My Self-Portraits: History, Nostalgia, Technique and Intention

Believe it or not, the very first self-portrait I ever took was with a pin-hole camera that I made in 10th grade photography class, circa 1990. It was quite an artsy photo. I then completed a series of really cool black and white pin-hole camera self portraits taken under a willow tree. I’m sad to say that I have no idea where those photographs ended up. They’ve been packed up and moved about 26 times since then - they could be anywhere in Ontario, British Colombia or Illinois - safe to say they’ve most likely disappeared forever. I’ve loved looking at photographs ever since I was a young child. I found my mother’s old family photographs from the early 1900’s Europe to be completely fascinating. And the photographs in my National Geographic magazines, such as “The Afghan Girl” were so powerful and provocative. Print ads, like my favorite from Benetton in the early 80s featured portraits of humanity's “colors”, and beautiful faces. Although the internet did not really exist back then, I had no lack of creative sources and influences.

I started taking self portraits because I rarely liked photographs of myself taken by others. I’d look at these photos and think, “that is not what I look like in the mirror”, and it was definitely not how I saw myself either. It began with the awful school photos from those cheesy mobile portrait studios. Not one was ever flattering; I’m sure I wasn’t the only one who thought this. The photographers did not understand their subjects at all - or perhaps it was because they just didn’t have the time. The lighting was always terrible, and the styling was the fault of that particular decade in time.

My biggest inspiration today for my self-portrait photography, is the work of Frida Kahlo. Though she was a painter, she painted herself during the most emotional moments of her life. There is a story behind every painting, and you can sense her state of being in each piece of art. I’ve studied them extensively. From the times of physical pain, to the emotional pain, to the moments where she felt beautiful and powerful. She illustrates both her feminine and masculine side; her sexuality, her connection with nature, her cultural influences, and symbolism, all peppered with an exceptionally healthy dose of drama. I feel I know her and understand her through these paintings. I can almost say that Frida and I are soul sisters. 

Over the years, many of my self-portraits were a form of expression and self-healing. Chanelling some light energy as well as most of my dark energy into self-portraits. I experiment with color, shapes, texture, and light, but most of all, I experiment with emotion. Some of the most powerful images I have created were when I was feeling the most vulnerable. These days, my goal is to try and document as many feelings or emotions that I can; when I’m feeling happy, angry, sad, sexy, beautiful, or even silly. If I have the time that day and I have the means to create a portrait, I will do it, as long as I am feeling motivated (that is the catch). The best part of self-portraiture is that you need not rely on any other person to create, you have everything you need from within. 
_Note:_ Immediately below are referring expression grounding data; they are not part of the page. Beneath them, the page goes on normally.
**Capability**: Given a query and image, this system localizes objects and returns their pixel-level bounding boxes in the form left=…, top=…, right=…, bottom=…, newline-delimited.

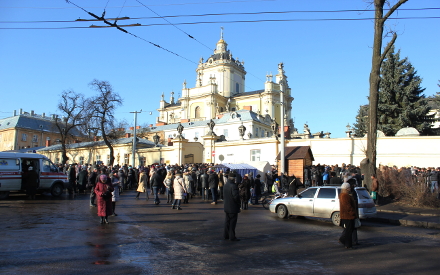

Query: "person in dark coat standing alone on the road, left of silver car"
left=223, top=172, right=240, bottom=241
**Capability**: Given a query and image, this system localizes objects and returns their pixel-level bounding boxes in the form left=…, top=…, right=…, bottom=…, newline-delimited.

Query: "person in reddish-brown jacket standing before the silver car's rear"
left=339, top=182, right=356, bottom=248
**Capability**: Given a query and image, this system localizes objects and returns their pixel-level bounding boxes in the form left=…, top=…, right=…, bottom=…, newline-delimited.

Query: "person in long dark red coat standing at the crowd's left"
left=95, top=174, right=114, bottom=224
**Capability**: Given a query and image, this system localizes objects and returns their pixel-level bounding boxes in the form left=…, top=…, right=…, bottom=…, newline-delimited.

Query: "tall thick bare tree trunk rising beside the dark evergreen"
left=363, top=0, right=408, bottom=191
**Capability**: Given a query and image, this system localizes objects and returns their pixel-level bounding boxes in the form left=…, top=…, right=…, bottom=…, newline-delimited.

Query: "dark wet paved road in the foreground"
left=0, top=191, right=440, bottom=274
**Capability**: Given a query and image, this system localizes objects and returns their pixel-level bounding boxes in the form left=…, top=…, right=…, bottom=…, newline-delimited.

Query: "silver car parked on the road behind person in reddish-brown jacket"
left=269, top=186, right=377, bottom=226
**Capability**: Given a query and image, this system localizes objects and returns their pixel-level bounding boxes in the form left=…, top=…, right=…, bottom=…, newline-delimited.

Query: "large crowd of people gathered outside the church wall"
left=56, top=163, right=440, bottom=245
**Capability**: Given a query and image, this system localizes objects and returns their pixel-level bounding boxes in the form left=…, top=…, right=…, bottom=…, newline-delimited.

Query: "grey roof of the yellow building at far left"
left=0, top=113, right=81, bottom=136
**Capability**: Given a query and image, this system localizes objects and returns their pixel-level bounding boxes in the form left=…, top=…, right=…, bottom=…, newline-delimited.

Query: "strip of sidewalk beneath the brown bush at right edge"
left=369, top=203, right=440, bottom=229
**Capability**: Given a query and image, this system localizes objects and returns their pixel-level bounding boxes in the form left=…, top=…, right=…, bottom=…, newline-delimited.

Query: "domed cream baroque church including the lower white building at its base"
left=155, top=32, right=293, bottom=140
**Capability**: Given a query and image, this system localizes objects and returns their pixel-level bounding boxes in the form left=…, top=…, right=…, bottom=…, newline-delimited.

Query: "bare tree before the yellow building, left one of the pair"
left=55, top=90, right=87, bottom=165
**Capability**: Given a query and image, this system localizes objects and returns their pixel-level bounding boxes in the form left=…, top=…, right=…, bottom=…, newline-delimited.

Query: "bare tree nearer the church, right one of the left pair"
left=89, top=79, right=123, bottom=166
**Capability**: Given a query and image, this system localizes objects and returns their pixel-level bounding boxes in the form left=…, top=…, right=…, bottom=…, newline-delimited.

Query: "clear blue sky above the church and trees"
left=0, top=0, right=440, bottom=138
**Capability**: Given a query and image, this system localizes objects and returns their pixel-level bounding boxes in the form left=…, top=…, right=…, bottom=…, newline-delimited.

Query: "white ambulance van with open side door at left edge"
left=0, top=152, right=68, bottom=199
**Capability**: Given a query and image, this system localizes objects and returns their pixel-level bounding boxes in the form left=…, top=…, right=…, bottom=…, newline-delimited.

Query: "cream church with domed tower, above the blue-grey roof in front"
left=156, top=32, right=293, bottom=132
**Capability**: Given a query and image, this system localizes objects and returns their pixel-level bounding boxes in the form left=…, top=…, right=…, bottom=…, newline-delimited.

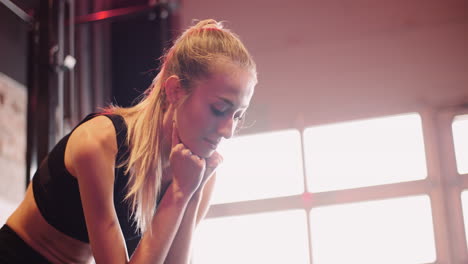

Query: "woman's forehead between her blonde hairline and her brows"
left=193, top=63, right=255, bottom=107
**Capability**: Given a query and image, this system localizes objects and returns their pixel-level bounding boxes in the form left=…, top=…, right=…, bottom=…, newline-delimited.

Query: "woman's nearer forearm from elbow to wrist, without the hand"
left=130, top=184, right=191, bottom=264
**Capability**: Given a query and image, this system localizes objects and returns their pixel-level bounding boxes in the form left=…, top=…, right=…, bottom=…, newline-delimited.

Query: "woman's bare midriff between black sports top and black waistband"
left=6, top=184, right=92, bottom=263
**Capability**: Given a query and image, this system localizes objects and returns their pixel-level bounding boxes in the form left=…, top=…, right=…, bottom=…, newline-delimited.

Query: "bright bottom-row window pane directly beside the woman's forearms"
left=194, top=210, right=309, bottom=264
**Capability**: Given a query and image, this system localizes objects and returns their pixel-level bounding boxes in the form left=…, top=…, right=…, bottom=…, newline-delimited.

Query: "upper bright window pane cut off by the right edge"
left=452, top=115, right=468, bottom=174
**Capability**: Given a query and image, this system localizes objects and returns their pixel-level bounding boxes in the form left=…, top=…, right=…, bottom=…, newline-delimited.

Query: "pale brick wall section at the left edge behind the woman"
left=0, top=73, right=27, bottom=224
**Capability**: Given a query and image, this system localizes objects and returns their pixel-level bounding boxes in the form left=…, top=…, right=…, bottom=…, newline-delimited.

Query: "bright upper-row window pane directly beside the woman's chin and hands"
left=213, top=130, right=304, bottom=203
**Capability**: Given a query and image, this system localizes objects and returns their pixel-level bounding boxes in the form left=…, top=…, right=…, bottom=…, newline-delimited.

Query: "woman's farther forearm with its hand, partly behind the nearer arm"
left=164, top=172, right=216, bottom=264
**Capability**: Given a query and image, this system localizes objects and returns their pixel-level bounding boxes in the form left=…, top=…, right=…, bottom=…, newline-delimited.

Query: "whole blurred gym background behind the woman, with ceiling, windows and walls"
left=0, top=0, right=468, bottom=264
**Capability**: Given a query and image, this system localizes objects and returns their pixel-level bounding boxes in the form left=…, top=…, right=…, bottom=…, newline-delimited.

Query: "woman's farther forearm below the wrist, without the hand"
left=164, top=191, right=202, bottom=264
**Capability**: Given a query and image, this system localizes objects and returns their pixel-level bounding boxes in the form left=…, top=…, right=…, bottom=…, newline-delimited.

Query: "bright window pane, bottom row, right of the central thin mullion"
left=310, top=196, right=436, bottom=264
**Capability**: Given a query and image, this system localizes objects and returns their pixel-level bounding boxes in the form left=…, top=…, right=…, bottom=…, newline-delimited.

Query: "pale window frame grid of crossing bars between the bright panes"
left=206, top=106, right=468, bottom=264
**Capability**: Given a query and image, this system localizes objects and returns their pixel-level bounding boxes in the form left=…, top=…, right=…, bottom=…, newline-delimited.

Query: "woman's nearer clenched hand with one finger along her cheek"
left=169, top=122, right=206, bottom=195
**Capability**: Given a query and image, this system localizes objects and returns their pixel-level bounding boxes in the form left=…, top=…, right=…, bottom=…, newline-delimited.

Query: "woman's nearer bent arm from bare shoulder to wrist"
left=67, top=117, right=199, bottom=264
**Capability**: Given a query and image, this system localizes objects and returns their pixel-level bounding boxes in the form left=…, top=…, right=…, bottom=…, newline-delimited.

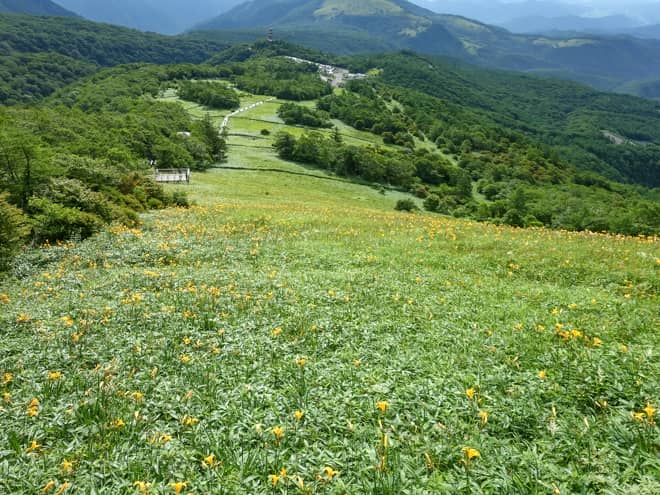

Very often, I create to escape, which I feel is a much better option than escaping to a local drinking hole, as some people do. Creating art is therapeutic. Redirecting energy into an art project delivers a dose of natural dopamine to the body. Without getting too scientific, I will admit that my best work is usually produced either during my brightest, or my darkest days - one of the two extremes. In the end, I always end up on a positive note.

The latter is “why” I create self-portraits, but there is also the “how” I create them. I often use the latest iPhone camera (but not how most people use it). There are many creative iOS apps that can be used for editing on the go, I truly enjoy the iPad Pro with pencil for developping and creating artful images. My website is full of iPhoneography, most photographers can’t stand it but as I’ve mentioned before, I’m an artist that uses whatever device/camera works best for my situation. Recently, I’ve been using my Canon 6D with self-timer or hand held trigger. Taking self-portraits is also a great way to learn how to light a face and how facial expressions work for the camera. It’s not at all how one would see themselves in a mirror. Showing emotion in a portrait is tricky because it can sometimes look ridiculous. That is truly why one would find the value in having a seasoned portrait photographer.  Self-portraiture can also be quite comical; for instance, most recent series of portraits where I pose nude with a floral vine wrapped around my body. I did not have a trigger that day and relied on a self-timer. Imagine, shoving the vine between your crevaces, hitting the timer and painstakingly hopping to position yourself in front of the lens with only a split second left to pose your body in an ever so slightly flattering position - all in the name of art. My former husband used to say; “Wow, great capture, how many shots did you need to take to get that one?” Of course, I told him it was only ever two or three at the most. (More like two, or three dozen).

In 2015, twenty-five years after my first self-portrait from a handmade pin-hole camera, I was included in my very first juried selected group photography exhibit in Budapest, Hungary. It included my self-portrait, Transcendentwhich I created after being utterly inspired from visiting the David Bowie exhibition; and that was when I hit my momentum. I continue to document ‘me’, in an on-going life long self-portraits project - a personal history of sorts. Photographs that illustrate my true colors - photographs of my raw self. Naturally, in time, I intend to capture self-portraits together with my love and life partner. I am looking forward to this part. As Frida painted self-portraits together with her beloved Diego. My collection would not be complete without the love of my life.